Dive Brief:
- Lyft has rebranded the San Francisco Bay Area's bike-share program from Ford GoBike to Bay Wheels.
- The company is also launching an e-bike that debuted in San Jose yesterday and will expand throughout the Bay Area in the coming weeks. Those bikes can be rented through the Lyft app, while traditional pedal bikes still can be accessed through the bike-share program app. The e-bikes will feature a lock so they can be parked places besides a bike-share docking station, qualifying them as dockless devices.
- The traditional pedal bikes will now display artist designs to become what Lyft refers to as "mobile art." The e-bikes will have black frames with wheels in the company's signature pink color.
Dive Insight:
Bike-share first came to San Francisco in 2013 and the system underwent a rebranding in 2017 to reflect Ford's sponsorship. The new rebranding eliminates the perceived separation of the bike-share program from its parent company, Motivate, which Lyft acquired last summer. It also advances Lyft's move away from being solely a ride-hailing company to a multimodal mobility company.

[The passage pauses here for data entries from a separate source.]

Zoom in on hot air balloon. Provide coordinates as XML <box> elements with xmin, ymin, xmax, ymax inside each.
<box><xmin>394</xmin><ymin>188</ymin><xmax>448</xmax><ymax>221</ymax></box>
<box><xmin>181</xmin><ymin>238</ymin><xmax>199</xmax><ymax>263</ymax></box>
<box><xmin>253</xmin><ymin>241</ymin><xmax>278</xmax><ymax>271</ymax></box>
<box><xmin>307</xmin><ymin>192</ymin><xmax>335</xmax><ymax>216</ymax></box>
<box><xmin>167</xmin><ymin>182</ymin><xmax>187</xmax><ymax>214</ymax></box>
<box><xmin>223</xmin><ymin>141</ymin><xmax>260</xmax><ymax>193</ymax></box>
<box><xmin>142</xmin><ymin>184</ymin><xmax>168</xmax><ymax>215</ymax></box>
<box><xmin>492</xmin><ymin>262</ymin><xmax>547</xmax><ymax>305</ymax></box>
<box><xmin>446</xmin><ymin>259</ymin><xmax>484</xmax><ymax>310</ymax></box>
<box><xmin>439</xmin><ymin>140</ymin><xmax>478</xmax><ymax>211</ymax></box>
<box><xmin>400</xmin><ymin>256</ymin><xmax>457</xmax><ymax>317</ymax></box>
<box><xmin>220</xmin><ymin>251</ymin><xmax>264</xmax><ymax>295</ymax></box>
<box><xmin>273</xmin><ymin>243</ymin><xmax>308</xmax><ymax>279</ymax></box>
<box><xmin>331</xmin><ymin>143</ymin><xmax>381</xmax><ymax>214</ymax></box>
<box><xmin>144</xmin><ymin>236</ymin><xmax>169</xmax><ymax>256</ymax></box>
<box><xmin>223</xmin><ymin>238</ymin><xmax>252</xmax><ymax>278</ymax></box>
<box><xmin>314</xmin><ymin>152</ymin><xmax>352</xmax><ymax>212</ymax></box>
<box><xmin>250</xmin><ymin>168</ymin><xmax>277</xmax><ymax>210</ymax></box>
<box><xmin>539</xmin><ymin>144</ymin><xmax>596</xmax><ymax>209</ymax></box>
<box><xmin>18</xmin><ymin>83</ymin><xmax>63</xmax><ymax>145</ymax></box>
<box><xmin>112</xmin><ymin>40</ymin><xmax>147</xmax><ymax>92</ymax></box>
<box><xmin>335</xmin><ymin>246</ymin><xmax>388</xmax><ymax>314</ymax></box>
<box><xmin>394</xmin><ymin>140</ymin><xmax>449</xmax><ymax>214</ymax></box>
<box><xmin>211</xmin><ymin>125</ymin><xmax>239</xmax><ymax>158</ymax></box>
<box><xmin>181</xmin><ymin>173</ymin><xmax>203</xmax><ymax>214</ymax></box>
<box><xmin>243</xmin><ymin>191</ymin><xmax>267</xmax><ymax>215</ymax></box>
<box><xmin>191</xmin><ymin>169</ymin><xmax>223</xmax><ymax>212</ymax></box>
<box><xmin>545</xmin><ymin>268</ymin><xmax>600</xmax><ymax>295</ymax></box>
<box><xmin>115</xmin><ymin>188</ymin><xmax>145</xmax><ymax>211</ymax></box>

E-bikes are not a new concept for Lyft. The company had them in select markets until April, when it pulled several thousand of them from New York, San Francisco and Washington, DC over problems with excessively strong braking on the front wheel. Lyft told Smart Cities Dive its new e-bikes are completely new models with different components, including a different front wheel brake. E-bikes will be reintroduced to New York's Citi Bike fleet in the fall.
The introduction of the dockless e-bikes is causing some contention in the Bay Area. Last month, the San Francisco Municipal Transportation Agency (SFMTA) made public its intention to vastly expand its dockless bike program, which began as a pilot in January 2018 with e-bike operator Jump. SFMTA encourages all dockless bike-share operators to submit new permit applications by June 24.
But last week, Lyft sued San Francisco and the SFMTA to prevent the city from granting permits to dockless competitorss. It said issuing new permits violates Lyft's 10-year, exclusive contract to provide a bike-share program in the region. San Francisco counters that the contract only covers traditional bike-share, not dockless.
The lawsuit contends that allowing Jump to operate in the city — a deal that expires in July — was supposed to be temporary because Motivate wasn't ready to release e-bikes yet.
Other cities have grappled with how to handle bike-share exclusivity agreements in the age of dockless. The issue came up earlier this year when Chicago proposed expanding and improving the city's bike-share, also owned by Lyft. All of the new bikes added to the system will be e-bikes, marking Chicago's official entry into the dockless space following its six-month pilot last year.
Chicago's amended contract with Lyft does not specify whether the exclusivity agreement extends to dockless devices and therefore would preclude dockless competitors from entering the market. San Diego faced a similiar conundrum in 2017 that led the city to investigate whether its exclusivity agreement with DecoBike allowed it to pursue a dockless program.